Exploring the charge transport mechanism, electrical conductivity, and dielectric properties of polyaniline/tin sulfide nanocomposites

Abstract

Abstract This study aims to investigate the electric, dielectric poperies, and the charge transport mechanism in Polyaniline/Tin disulfide (PANI/SnS 2 ) nanocomposites. SnS 2 nanoflowers were synthesized using the hydrothermal method and were utilized to synthesize PANI/SnS 2 nanocomposites by in‐situ polymerization of the aniline. PANI/SnS 2 nanocomposites were composed of hexagonal nanoflowers and amorphous PANI. The charge transport mechanism was investigated by using DC and AC conductivities. DC conductivity increased and reached a maximum value at 5 wt. % sample and then it decreased indicating the percolation effect. To understand the charge transfer mechanism in the PANI/SnS 2 composites, AC conductivity, dielectric properties, and impedance characteristics were investigated in the frequency range of 20 Hz to 2 MHz. PANI/SnS 2 nanocomposites follow Jonscher's Power Law of disordered materials with an exponent value ranging from 0.8 to 0.9. The Havriliak – Negami model confirmed that the samples display a non‐Debye relaxation mechanism. The dielectric constant value increases with an increase in the SnS 2 content.
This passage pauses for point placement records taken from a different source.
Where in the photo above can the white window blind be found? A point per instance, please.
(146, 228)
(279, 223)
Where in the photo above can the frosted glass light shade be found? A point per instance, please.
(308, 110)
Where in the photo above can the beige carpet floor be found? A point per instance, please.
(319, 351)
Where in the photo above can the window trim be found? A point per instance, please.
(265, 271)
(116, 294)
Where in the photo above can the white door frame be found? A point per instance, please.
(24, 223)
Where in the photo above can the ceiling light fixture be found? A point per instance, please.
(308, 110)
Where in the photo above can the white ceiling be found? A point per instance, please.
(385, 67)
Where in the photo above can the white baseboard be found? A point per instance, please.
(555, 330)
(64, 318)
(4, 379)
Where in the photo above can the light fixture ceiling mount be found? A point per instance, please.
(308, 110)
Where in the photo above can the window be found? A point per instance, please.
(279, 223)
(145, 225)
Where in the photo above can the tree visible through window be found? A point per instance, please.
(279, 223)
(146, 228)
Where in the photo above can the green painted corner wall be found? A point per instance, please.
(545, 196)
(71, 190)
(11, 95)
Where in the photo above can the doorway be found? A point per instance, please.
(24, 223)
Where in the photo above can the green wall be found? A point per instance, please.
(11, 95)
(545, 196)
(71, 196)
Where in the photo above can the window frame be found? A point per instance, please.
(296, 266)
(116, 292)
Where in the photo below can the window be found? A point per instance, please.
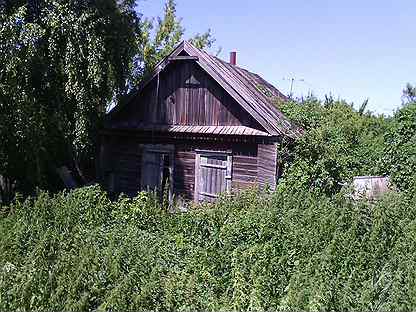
(212, 174)
(157, 168)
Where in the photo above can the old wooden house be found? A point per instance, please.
(198, 126)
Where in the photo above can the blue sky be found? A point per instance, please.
(350, 49)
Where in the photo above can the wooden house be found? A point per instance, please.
(198, 126)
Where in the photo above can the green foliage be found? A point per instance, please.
(400, 150)
(79, 251)
(339, 143)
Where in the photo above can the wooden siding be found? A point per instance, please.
(122, 159)
(267, 155)
(184, 95)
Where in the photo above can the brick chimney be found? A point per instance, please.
(233, 58)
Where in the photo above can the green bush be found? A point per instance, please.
(78, 251)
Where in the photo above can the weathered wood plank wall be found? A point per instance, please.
(187, 96)
(125, 160)
(267, 154)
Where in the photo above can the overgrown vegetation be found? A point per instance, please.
(62, 64)
(339, 143)
(79, 251)
(307, 246)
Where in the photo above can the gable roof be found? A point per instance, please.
(252, 92)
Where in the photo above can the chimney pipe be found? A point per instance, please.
(233, 58)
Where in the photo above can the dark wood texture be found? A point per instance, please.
(121, 165)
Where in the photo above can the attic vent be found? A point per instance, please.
(192, 81)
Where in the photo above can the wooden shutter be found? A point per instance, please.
(212, 175)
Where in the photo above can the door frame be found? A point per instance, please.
(228, 175)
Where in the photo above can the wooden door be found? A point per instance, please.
(212, 175)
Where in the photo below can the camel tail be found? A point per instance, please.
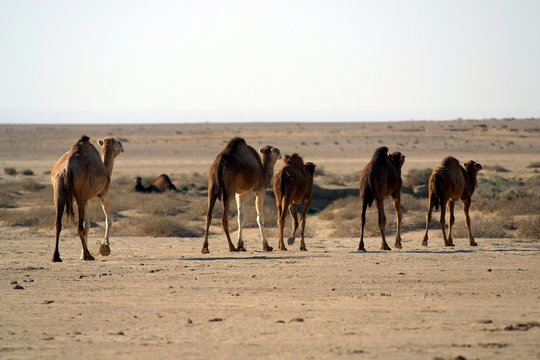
(68, 193)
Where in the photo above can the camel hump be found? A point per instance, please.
(380, 154)
(450, 161)
(293, 159)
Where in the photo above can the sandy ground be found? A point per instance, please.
(160, 298)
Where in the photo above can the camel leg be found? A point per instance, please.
(104, 248)
(239, 203)
(259, 204)
(451, 204)
(294, 215)
(399, 217)
(363, 217)
(305, 209)
(225, 221)
(211, 202)
(442, 221)
(382, 224)
(60, 204)
(83, 232)
(428, 218)
(282, 214)
(466, 208)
These enhanced properties of PANI/SnS 2 nanocomposites suggest that the proposed PANI/SnS 2 nanocomposites are the potential materials for multifunctional applications, especially in nano‐electronic devices. Highlights Hydrothermal synthesis of SnS 2 Nano flowers. SnS 2 /PANI composites were synthesized by the in situ polymerization method. The DC conductivity of 5 wt. % sample shows Percolation threshold. Jonscher's & Havriliak–Negami fittings suggest non‐Debye dielectric relaxation. Charge transfer mechanisms in the composites were studied using Nyquist plots.